Thank you.
Mr. Chair, members of Parliament, and Canadians who have access to this hearing, on behalf of the members of the Canadian Petroleum Products Institute, thank you for inviting me to better understand your preoccupations with our industry.
I'll keep my comments brief so as to answer as many questions as possible.
As some of you may know, the CPPI is a national association of major Canadian companies involved in the refining, distribution, and/or marketing of petroleum products for transportation, home energy, and industrial uses. Collectively we operate 16 refineries, representing over 80% of the refining capacity in Canada, and we supply over 7,000 branded retail outlets with transportation fuels across Canada. Our members include Chevron, Husky, Imperial Oil, North Atlantic Refining, Shell Canada, Suncor Energy Products, Ultramar, NOVA Chemicals, and Bitumar Inc. Our members operate refineries in British Columbia, Alberta, Ontario, Quebec, Nova Scotia, and Newfoundland and Labrador. Arco Products Corp. and the Parkland Income Fund are marketers in western Canada.

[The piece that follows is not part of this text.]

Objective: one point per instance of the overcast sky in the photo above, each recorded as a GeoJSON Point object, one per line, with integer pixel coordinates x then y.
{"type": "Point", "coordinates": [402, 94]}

We recognize that our industry is under the spotlight. For most Canadians we are the indispensable enabler of the drive to work and school, the transportation of paramedic and fire services, home heating fuel, and right now, even the Sunday or Saturday cutting of grass. We provide quality products, proven performance, and our complex facilities operate safely and reliably. We make our products affordable by keeping our costs down. We are also the ones, I will say, who face the consumer reaction head-on, with price signs larger than I am tall.
Affordability of our products is one of the key questions that face consumers, consumer advocates, social activists, environmentalists, scientists, engineers, and economists as well as people like you, the public policy decision-makers. We understand your interest in gas prices and refinery margins, and I hope to provide you with a reasonably straightforward answer today.
The first chart in the presentation that has been provided to you sets out the movements in gas prices in four major urban centres compared to the New York harbour wholesale price for gasoline. This says fairly straightforwardly that we operate in a commodity-based market where we are, in effect, the price taker, not the price maker.